An ugly purple vein appeared on Snape's greasy forehead; sarcasm laced his voice and the rest of the class flinched, it was a sure sign sent from the Author that this was going to be a new question, something so impossibly hard that no first year would ever be able to guess it just to make Ed look bad, "I asked what was the first stage of a basic alchemic transmutation?" his lip curled and he smirked, "any competent wizard should be familiar with alchemy, magic's opposite."
Before the class could even begin to gasp in horror at how mind boggling this question was Ed replied, with a well hidden yawn, "Analysis, then deconstruction then reconstruction."
Snape's jaw was working up and down with fury, but before I let him go up against Edward Elric, our very own Full Metal Alchemist, I will equip him with a battle axe..
AND NOW IT'S FULL METAL SMASHDOWN! NO LONGER THE SWEET INNOCENT FANFICTION YOU ONCE KNEW!
The crowds screamed their delight as two new gladiators stepped into the circle, one carrying a huge battle axe. Ed eyed the axe with mild indifference, Snape snorted and charged the alchemist with a fearsome roar.
"ROAR!" said Snape.
"Yawn." Said Ed and transmuted the axe into a rubber inflatable toy. Snape had but a minute to gawk in shock before he was transmuted into a cockroach by Ed.

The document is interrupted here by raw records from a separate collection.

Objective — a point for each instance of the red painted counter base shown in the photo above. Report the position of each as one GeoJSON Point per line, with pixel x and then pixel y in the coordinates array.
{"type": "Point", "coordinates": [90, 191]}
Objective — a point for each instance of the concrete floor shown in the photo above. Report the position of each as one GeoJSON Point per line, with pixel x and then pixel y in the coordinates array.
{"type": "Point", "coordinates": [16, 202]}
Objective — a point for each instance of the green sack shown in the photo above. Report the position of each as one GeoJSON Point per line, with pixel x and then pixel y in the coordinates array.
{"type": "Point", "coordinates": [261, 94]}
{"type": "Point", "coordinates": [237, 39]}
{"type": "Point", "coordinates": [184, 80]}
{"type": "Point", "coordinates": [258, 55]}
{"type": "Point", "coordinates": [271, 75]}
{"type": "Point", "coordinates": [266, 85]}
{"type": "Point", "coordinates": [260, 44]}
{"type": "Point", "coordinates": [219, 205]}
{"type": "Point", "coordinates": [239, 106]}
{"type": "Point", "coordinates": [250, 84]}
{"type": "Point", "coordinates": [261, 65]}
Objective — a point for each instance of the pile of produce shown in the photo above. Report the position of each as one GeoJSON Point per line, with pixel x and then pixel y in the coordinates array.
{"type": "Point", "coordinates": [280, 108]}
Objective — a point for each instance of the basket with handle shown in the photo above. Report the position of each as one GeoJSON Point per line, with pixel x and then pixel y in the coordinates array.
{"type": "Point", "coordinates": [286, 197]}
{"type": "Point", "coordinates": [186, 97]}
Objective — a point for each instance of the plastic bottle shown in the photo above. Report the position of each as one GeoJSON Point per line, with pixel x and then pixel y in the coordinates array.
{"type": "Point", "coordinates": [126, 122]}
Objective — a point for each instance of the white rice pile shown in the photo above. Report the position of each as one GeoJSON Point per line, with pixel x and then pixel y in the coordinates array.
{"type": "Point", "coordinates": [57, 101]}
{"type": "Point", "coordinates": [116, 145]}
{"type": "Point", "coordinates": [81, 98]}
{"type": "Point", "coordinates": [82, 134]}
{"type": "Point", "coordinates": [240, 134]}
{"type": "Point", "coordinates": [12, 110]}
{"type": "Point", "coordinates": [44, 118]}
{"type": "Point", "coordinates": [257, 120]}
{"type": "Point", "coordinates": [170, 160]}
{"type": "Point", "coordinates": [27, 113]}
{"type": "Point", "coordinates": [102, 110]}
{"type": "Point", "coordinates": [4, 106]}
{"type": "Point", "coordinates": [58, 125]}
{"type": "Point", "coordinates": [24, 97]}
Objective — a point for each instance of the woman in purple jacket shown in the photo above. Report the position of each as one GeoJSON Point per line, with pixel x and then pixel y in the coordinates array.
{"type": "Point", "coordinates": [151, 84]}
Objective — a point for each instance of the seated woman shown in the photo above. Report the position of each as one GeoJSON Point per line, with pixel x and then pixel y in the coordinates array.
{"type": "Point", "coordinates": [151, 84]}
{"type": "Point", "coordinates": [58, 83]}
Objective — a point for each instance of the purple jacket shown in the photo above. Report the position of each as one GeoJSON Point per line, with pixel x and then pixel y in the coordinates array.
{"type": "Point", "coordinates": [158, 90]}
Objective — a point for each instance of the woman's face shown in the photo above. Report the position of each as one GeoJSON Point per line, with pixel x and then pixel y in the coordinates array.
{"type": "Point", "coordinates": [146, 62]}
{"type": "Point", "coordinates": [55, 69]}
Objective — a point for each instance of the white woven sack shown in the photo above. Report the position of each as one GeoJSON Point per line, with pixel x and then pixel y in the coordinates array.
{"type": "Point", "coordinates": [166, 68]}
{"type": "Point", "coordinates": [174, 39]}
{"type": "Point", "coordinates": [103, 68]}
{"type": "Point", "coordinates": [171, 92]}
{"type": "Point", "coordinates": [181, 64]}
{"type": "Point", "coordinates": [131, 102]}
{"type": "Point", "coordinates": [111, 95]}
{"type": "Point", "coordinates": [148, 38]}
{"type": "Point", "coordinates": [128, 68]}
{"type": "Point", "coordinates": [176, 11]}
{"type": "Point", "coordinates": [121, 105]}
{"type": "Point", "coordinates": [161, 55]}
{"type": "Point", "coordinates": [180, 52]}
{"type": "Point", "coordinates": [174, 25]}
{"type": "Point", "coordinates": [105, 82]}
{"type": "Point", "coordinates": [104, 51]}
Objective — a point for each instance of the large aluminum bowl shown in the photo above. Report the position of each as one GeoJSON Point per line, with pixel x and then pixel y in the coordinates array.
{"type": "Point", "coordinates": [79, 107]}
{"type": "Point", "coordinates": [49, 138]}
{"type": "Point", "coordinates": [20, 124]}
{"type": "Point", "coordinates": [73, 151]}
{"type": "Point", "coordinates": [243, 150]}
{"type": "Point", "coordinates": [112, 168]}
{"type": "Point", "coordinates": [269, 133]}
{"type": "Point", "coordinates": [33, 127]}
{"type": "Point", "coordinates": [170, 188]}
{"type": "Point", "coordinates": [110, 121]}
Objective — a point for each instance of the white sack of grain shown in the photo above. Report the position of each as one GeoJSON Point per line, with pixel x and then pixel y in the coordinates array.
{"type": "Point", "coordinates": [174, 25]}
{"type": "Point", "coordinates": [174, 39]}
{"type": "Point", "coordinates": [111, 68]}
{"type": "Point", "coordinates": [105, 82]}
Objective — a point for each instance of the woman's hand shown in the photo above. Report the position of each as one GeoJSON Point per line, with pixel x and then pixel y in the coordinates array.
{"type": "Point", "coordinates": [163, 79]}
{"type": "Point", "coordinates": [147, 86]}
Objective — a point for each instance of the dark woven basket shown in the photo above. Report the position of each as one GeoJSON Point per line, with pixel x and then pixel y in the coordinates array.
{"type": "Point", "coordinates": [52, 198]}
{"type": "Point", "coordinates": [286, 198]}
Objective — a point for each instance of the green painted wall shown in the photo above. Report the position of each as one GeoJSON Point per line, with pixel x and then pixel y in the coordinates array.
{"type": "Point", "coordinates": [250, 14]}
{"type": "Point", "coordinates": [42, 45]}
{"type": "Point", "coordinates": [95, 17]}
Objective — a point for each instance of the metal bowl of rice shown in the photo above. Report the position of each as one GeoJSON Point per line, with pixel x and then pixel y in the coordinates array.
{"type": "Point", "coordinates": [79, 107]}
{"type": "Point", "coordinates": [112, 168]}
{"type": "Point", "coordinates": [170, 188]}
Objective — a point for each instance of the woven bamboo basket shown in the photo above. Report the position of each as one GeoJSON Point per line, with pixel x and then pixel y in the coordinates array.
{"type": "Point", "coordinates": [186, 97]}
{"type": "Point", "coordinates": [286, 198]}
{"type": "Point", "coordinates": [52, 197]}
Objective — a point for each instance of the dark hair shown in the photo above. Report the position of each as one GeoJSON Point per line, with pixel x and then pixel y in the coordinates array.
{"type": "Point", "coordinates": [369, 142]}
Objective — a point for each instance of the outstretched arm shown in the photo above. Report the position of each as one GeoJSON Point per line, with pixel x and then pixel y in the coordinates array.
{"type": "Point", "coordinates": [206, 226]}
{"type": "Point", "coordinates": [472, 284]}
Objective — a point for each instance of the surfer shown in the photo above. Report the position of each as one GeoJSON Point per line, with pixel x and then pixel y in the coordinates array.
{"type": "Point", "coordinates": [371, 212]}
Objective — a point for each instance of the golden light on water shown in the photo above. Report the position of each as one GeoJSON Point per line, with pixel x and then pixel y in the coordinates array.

The crowds screamed and raved as Edward raised his fist and walked off the stage in triumph to be carried on the shoulders of the crowd to Roy Mustang Land, now with flame retardant jackets!
NOT REALLY….
Ed laughed to himself as he walked down the corridor with the other first year students. According to them he was the first student to ever get Snape's alchemy question right, Hermione didn't join in with the festivities, if you could call them that.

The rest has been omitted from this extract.